Cost requirement and market opportunity

• Installation (approximate values, dependant on project set up)
  • Grout material: 25,000€ per foundation
  • Grouting operations: 15,000€ per foundation
  • Mobilisation and demobilisation (grouting vessel and equipment): 3,500,000€ for the entire grouting campaign (all foundations) of a typical offshore wind farm e.g. 100 foundations.
• Applications will be judged on competitiveness to meet or reduce these cost objectives

Eligibility and assessment criteria

Entrants to this competition must be:

• Established businesses, startups, SMEs or individual entrepreneurs

Applications will be assessed on:

• Relevance to the topic
• Innovative nature of the subject
• Coherence of the proposed business model
• Feasibility/ economic viability
• Development potential
• Maturity of project/solution
• Ability to launch project quickly/Ease of implementation
• Price/quality ratio
• Suitability for the German, UK and general European Market

IP and Potential Commercial Route

• Existing background IP associated with a potential solution will remain with Solution Provider(s).
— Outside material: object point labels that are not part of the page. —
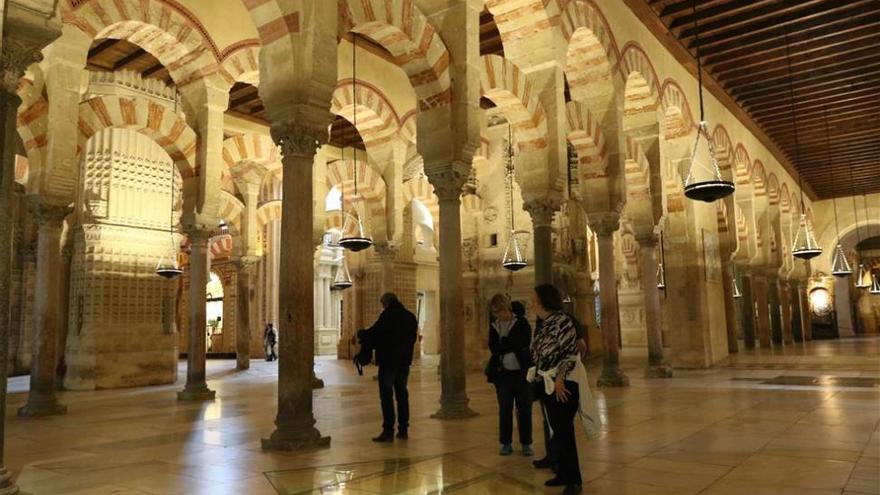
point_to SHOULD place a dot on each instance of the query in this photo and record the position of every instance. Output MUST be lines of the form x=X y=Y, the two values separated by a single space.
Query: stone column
x=453 y=369
x=42 y=400
x=196 y=387
x=747 y=311
x=295 y=421
x=729 y=307
x=785 y=309
x=657 y=367
x=774 y=302
x=604 y=225
x=244 y=310
x=759 y=285
x=542 y=212
x=806 y=314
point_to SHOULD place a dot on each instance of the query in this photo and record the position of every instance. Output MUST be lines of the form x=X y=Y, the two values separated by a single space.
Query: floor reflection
x=412 y=476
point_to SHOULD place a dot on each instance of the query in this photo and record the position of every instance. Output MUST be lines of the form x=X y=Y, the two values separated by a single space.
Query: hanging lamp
x=513 y=259
x=342 y=280
x=713 y=189
x=804 y=246
x=354 y=234
x=168 y=267
x=840 y=266
x=661 y=272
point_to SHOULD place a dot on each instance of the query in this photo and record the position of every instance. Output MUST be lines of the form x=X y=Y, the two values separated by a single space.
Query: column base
x=40 y=405
x=7 y=486
x=196 y=394
x=612 y=379
x=295 y=440
x=454 y=410
x=658 y=371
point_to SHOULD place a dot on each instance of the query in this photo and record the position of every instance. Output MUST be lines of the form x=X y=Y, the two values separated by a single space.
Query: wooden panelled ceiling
x=835 y=66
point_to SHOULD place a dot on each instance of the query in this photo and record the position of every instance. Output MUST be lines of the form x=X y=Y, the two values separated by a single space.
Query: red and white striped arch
x=505 y=84
x=585 y=134
x=377 y=121
x=402 y=29
x=158 y=122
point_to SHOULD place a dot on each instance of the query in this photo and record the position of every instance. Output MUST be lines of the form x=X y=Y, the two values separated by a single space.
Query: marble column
x=453 y=368
x=806 y=314
x=542 y=212
x=196 y=387
x=42 y=400
x=747 y=311
x=8 y=106
x=759 y=286
x=785 y=312
x=774 y=302
x=295 y=421
x=657 y=367
x=245 y=306
x=730 y=307
x=604 y=225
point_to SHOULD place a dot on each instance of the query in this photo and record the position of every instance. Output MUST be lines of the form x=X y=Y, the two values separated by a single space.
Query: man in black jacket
x=393 y=337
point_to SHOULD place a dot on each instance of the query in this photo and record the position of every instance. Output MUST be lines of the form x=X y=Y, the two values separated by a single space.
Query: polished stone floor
x=735 y=429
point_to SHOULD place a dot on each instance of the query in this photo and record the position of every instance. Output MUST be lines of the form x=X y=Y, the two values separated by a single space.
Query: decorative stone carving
x=297 y=139
x=15 y=58
x=542 y=210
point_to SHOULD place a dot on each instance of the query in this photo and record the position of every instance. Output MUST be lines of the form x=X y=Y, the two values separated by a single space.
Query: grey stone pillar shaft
x=657 y=367
x=542 y=212
x=243 y=317
x=453 y=368
x=747 y=312
x=295 y=421
x=774 y=302
x=8 y=106
x=763 y=310
x=196 y=387
x=605 y=225
x=42 y=400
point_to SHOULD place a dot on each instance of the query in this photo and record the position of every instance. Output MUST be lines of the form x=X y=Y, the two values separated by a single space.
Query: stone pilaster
x=453 y=369
x=604 y=225
x=295 y=421
x=657 y=367
x=542 y=212
x=244 y=321
x=42 y=400
x=196 y=387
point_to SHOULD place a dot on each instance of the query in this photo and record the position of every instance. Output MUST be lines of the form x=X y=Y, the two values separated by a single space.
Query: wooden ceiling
x=111 y=55
x=835 y=69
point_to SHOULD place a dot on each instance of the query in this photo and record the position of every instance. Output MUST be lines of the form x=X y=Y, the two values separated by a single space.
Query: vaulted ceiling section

Where any new IP generation is envisaged, it will be subject to the mutual IP agreement of the Solution Provider(s) and Innovation Challenger.
• Any commercial deployment of transferred solution or newly developed solution, through licensing, joint venture, partnership or direct investment, will be subject to the commercial agreement between the Solution Provider(s) and Innovation Challenger.
• Where necessary, a non-disclosure agreement (NDA) may be signed to uphold confidentiality in the engagement between the Solution Provider(s) and Innovation Challenger.
• Innovate UK and KTN do not take any share of IP ownership or enter into commercial venture through the OWiX programme.